IOC officials have conducted the Games in politically
controversial places before – the Soviet Union in 1980, South
Korea in ’88 when Korea technically was at war and the government
clashed regularly with labor demonstrators, and Spain in ’92 when
sometimes-violent Basque separatists were active. Some Olympics
leaders say the Games can boost human rights in host countries.
The blotch on that argument is Berlin, in 1936, where the
Olympics gave Hitler a platform shortly before he led the
Holocaust killing of 6 million European Jews.
Now in Beijing, residents eager to impress the world are
trying to help China’s Olympics campaign.

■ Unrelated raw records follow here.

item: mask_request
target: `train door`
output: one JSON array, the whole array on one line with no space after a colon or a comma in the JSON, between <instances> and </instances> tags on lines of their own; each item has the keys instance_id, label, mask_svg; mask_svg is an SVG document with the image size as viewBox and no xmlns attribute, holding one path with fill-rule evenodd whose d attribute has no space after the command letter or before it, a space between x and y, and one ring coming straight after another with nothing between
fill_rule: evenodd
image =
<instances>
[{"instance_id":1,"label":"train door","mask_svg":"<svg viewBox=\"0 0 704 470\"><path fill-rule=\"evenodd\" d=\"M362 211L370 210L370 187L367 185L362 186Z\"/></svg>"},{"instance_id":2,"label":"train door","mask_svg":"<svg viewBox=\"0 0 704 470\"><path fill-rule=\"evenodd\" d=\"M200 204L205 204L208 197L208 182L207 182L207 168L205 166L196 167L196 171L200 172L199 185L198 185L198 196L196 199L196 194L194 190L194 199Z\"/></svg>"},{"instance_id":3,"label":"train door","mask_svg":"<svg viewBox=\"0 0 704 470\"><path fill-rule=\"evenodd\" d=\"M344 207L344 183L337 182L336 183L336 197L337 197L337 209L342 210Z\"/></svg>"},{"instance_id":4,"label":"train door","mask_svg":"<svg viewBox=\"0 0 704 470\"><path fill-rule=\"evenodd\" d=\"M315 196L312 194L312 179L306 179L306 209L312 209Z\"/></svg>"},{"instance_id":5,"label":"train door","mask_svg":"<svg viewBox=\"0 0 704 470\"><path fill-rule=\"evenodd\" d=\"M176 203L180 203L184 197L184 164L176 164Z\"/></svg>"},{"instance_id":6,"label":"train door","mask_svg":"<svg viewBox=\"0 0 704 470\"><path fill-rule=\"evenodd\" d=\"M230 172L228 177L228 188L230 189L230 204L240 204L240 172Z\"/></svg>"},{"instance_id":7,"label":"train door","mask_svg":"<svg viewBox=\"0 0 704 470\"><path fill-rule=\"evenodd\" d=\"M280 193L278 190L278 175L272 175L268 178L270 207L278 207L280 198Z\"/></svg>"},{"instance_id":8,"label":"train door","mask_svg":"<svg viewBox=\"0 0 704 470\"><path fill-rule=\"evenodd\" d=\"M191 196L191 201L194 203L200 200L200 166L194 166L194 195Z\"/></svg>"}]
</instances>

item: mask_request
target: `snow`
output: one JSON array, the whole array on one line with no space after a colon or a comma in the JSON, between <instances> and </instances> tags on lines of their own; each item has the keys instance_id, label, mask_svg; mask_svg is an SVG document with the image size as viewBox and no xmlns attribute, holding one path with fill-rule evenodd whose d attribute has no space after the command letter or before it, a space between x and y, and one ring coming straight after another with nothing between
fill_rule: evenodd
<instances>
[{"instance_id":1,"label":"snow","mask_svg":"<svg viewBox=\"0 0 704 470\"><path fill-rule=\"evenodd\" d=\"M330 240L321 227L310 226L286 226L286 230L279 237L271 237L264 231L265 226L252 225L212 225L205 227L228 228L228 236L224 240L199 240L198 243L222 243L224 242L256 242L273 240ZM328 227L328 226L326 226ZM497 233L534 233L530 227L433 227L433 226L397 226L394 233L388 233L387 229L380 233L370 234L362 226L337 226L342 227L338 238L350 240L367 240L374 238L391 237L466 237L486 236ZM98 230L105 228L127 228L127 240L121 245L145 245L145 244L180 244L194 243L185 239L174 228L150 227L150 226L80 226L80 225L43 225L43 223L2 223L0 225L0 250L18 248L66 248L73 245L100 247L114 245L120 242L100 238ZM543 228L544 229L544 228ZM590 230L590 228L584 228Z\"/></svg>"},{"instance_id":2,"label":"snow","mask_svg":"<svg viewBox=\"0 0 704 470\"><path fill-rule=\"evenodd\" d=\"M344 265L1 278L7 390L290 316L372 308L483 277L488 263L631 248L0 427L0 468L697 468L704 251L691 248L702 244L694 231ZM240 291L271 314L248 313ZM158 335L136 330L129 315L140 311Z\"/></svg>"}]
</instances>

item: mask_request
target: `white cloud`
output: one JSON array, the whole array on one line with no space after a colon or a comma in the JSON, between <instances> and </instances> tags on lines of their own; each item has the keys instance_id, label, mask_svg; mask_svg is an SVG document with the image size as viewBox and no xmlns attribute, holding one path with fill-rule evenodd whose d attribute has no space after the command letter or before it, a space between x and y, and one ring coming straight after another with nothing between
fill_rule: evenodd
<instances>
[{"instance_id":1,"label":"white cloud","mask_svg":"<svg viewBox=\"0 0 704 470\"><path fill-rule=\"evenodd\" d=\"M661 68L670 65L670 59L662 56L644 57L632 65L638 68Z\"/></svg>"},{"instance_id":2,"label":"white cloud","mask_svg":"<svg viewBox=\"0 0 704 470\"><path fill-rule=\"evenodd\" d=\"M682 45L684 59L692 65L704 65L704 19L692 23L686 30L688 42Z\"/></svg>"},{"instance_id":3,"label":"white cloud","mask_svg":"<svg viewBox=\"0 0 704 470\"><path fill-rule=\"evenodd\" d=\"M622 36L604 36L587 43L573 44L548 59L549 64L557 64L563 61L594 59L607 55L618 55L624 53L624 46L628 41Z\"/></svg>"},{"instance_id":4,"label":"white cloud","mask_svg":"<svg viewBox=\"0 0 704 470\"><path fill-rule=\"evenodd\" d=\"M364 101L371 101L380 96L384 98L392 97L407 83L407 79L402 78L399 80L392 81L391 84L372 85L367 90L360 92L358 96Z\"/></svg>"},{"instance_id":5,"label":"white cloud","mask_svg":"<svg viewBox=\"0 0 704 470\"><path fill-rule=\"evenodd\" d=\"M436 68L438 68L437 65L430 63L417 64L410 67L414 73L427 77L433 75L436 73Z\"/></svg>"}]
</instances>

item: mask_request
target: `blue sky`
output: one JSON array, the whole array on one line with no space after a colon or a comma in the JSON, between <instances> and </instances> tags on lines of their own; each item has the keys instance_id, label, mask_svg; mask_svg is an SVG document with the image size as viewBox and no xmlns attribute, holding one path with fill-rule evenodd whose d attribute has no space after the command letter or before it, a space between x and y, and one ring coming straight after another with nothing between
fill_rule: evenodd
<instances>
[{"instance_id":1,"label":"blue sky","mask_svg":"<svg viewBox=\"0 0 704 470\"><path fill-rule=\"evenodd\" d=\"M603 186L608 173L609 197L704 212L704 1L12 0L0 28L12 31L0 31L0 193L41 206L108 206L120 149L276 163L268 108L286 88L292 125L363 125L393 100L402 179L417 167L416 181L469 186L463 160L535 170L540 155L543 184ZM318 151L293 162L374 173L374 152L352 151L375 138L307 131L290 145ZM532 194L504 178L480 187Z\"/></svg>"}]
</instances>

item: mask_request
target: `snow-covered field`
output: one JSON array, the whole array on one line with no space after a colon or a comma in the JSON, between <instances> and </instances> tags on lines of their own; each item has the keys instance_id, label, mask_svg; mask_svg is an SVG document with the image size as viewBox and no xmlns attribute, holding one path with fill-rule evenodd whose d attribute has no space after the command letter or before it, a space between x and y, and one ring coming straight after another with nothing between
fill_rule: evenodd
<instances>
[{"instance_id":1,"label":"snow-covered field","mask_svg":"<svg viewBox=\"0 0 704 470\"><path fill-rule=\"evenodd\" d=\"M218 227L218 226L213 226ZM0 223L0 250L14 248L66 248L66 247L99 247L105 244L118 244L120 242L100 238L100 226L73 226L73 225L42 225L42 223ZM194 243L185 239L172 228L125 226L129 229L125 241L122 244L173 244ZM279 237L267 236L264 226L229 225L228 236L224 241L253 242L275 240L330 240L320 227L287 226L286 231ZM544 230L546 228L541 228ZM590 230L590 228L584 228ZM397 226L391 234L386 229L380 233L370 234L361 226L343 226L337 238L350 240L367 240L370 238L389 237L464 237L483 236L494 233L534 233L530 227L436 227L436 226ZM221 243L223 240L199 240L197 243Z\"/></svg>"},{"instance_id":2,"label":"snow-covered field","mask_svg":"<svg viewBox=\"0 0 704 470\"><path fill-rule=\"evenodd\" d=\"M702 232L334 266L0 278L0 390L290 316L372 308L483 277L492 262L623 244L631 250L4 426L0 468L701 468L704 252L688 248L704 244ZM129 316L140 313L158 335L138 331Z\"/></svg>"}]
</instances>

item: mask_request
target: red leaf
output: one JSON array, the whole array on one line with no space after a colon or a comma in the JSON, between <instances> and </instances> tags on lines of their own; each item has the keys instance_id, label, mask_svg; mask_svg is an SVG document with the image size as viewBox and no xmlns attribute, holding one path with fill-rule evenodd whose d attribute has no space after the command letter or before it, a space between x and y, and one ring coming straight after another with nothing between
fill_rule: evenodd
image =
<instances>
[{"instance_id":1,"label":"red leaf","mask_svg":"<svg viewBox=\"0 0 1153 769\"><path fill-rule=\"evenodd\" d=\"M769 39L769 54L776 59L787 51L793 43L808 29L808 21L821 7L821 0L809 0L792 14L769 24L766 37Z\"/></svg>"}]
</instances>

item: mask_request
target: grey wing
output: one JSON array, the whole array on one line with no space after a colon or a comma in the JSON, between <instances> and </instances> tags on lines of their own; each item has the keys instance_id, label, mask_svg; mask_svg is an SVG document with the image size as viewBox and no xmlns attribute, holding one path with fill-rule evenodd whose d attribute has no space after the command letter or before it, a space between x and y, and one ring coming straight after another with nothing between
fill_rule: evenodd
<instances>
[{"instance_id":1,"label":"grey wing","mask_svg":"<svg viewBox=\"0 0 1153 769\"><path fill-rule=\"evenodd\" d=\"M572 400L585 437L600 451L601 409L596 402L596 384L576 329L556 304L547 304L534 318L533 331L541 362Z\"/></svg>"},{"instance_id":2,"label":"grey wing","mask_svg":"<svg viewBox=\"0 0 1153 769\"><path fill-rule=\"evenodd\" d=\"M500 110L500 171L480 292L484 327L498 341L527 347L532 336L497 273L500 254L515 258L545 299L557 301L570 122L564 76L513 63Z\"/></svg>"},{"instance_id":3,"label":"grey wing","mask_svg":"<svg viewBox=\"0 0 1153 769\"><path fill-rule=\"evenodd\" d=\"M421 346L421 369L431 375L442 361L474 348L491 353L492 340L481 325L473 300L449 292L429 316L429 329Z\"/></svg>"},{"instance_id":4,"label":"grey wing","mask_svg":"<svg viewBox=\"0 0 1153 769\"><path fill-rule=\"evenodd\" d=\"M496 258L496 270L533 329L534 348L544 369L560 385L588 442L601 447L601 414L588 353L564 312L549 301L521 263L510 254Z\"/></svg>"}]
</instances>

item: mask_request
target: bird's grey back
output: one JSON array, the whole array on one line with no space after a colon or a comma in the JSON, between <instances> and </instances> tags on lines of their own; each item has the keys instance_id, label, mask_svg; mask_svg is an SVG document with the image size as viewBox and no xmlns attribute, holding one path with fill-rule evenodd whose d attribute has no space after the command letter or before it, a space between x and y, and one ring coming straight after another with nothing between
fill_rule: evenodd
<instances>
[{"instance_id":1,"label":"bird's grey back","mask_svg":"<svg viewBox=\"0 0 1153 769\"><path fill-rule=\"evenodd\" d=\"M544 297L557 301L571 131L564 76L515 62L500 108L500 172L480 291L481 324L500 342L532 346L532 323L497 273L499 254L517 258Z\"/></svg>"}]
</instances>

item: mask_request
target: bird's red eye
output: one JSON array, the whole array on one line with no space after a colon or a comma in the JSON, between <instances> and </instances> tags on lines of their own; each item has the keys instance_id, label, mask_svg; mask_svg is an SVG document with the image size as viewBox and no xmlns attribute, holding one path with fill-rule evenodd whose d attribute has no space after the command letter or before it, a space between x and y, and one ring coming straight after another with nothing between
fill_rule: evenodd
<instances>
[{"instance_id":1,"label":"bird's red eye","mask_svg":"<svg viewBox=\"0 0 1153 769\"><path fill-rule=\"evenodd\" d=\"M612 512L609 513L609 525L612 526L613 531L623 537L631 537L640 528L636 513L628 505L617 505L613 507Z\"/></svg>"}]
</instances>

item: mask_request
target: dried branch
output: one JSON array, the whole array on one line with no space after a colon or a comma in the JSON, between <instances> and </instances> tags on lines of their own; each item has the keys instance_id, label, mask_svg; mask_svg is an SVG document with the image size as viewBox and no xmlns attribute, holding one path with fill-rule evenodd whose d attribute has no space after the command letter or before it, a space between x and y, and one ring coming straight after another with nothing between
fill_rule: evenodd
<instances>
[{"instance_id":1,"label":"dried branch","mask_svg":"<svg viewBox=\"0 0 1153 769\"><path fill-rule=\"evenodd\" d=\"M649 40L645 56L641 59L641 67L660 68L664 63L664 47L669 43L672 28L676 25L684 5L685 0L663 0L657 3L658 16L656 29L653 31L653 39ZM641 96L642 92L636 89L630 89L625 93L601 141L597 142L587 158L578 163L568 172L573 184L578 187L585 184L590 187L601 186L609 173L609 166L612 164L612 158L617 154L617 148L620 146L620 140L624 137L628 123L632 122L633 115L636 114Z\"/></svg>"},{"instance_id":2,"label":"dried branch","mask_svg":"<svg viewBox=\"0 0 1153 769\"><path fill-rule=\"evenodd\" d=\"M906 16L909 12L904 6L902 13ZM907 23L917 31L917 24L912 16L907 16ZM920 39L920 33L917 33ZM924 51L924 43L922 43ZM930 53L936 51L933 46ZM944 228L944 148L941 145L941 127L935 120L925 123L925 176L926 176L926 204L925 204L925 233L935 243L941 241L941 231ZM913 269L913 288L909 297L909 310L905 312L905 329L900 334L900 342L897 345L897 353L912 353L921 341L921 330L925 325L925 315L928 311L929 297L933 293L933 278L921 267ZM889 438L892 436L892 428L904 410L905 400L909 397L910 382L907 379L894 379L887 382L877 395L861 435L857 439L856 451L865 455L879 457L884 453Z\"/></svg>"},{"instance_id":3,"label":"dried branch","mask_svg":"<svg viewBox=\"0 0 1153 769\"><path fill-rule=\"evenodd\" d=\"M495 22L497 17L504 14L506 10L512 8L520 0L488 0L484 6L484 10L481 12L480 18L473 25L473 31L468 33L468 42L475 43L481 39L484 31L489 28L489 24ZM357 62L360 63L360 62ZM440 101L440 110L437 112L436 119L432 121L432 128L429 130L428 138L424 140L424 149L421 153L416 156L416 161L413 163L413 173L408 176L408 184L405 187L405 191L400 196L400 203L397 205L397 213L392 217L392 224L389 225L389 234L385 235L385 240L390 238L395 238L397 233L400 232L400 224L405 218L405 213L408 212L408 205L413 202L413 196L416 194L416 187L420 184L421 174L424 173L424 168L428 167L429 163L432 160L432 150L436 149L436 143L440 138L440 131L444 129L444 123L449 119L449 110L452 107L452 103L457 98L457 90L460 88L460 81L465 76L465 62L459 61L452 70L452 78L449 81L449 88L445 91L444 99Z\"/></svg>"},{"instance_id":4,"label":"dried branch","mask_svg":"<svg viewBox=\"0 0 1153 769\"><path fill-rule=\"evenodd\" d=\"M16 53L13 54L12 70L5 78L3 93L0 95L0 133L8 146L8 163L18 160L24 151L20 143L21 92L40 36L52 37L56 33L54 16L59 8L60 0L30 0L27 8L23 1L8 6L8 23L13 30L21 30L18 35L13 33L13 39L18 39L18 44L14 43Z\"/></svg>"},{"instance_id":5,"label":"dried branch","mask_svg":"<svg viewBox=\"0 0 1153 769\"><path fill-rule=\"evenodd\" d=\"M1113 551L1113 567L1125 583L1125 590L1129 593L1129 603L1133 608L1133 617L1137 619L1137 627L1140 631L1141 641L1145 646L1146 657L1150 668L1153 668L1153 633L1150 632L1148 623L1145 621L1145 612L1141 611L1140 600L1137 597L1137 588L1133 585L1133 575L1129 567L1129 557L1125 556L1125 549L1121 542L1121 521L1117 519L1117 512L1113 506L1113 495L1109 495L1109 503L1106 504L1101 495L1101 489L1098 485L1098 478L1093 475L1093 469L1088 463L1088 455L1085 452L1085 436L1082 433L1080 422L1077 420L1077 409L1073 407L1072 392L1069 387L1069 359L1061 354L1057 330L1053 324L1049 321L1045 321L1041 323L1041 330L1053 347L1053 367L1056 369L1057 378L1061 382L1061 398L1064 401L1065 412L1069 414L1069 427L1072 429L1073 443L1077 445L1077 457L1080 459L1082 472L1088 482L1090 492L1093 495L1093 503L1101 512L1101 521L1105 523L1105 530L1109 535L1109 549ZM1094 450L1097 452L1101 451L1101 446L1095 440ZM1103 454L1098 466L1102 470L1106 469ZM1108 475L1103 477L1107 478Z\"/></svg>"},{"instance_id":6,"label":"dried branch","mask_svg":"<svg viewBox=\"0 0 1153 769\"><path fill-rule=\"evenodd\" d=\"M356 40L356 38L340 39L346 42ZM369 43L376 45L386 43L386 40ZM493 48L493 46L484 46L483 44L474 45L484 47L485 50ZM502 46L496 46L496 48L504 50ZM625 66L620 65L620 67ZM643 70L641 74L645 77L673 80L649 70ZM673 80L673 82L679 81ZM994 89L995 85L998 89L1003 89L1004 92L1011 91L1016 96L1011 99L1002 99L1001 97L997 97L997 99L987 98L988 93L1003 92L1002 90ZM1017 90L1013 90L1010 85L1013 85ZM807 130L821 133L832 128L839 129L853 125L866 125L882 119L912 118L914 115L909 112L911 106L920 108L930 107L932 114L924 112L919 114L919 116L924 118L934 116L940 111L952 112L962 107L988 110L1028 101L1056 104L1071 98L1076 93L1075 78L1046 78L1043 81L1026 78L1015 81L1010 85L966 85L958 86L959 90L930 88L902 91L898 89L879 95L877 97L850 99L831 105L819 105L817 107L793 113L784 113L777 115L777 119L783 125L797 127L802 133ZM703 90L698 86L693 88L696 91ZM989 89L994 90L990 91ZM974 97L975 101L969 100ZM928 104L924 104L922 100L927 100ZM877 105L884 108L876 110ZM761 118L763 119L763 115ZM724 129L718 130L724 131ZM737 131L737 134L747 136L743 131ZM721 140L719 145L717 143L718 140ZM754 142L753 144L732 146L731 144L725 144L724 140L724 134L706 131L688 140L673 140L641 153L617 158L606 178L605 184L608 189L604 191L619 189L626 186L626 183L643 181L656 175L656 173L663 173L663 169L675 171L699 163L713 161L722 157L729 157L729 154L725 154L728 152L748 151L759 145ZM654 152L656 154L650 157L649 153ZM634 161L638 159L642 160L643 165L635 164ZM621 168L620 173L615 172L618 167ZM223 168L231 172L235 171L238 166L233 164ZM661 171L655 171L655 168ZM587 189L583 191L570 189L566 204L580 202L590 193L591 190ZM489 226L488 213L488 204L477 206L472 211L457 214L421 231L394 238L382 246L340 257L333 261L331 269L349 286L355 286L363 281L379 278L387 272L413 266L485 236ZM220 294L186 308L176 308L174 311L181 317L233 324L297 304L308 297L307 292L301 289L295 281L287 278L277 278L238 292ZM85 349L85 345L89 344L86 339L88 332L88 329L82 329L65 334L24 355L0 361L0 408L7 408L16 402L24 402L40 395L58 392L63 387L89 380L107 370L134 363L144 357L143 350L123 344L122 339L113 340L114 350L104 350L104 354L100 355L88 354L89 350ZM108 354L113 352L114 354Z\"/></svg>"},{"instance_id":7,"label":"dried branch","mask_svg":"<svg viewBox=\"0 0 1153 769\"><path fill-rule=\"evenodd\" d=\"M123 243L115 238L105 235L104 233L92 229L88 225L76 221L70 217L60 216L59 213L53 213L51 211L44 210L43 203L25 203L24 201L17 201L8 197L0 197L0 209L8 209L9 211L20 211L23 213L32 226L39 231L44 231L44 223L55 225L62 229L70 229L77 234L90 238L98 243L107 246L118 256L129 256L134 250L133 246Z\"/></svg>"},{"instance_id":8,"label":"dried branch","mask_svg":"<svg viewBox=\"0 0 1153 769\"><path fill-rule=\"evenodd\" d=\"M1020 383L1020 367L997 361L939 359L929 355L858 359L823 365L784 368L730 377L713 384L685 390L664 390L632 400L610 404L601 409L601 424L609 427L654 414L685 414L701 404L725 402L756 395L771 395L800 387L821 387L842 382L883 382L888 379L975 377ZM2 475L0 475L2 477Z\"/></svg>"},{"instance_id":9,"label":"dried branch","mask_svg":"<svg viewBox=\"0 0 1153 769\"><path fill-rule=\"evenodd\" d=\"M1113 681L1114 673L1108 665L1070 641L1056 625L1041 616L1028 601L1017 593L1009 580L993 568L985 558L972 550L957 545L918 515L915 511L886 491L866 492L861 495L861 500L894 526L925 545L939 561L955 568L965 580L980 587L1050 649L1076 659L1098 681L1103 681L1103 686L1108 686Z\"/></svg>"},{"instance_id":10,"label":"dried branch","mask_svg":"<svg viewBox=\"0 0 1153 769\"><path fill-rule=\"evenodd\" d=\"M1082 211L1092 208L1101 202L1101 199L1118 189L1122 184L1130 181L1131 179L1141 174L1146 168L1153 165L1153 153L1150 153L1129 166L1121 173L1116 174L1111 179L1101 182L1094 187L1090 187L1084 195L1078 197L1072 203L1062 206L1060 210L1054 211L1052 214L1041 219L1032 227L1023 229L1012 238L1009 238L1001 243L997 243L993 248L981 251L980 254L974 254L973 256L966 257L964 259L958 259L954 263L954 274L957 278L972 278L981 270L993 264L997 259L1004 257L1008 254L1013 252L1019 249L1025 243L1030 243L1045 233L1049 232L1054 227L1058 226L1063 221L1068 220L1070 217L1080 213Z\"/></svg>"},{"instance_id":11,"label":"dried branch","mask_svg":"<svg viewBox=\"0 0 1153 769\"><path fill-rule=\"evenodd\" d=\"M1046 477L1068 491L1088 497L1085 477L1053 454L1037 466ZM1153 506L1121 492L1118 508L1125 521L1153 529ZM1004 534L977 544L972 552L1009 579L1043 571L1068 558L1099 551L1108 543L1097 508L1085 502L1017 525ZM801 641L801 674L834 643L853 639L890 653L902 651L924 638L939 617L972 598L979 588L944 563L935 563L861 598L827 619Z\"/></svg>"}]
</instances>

They can’t do much about
their government’s approach to human rights and military buildup
with missiles aimed at Taiwan – which many support. But growing
numbers participate in the “Action Plan for a Green Olympics.”
A new Olympics-driven activism is emerging in some areas,
with restaurant operators considering whether to ban smoking.
University students recently debated forest-friendly alternatives
to China’s reliance on wood for hundreds of millions of chopsticks.
In the Chen Shou Yuan neighborhood southwest of Tiananmen
Square, residents planted trees, grass and flowers for an Olympics
Park amid their apartment towers.
Friends played pingpong in the park one recent evening, and
factory janitor Song Yue Ze, 49, laughed about the U.S.-China spy
plane standoff, pounding his fists together. Then he played tour
guide, pointing out how pleasant Beijing neighborhoods can be. “I
want your vote,” Song said.
And Liu Hung Ngor, apartment manager, earnestly taped up a
handwritten sign at the base of a stairwell. The sign urged
residents to go to the apartment office and pick up a new gas
nozzle, free, to attach to their stoves and limit pollution.
“It will be much cleaner,” Liu said. “We want Beijing to be
able to host the Olympics. And by hosting the Olympics, we can
tell the world what we are like. We are proud of our heritage.”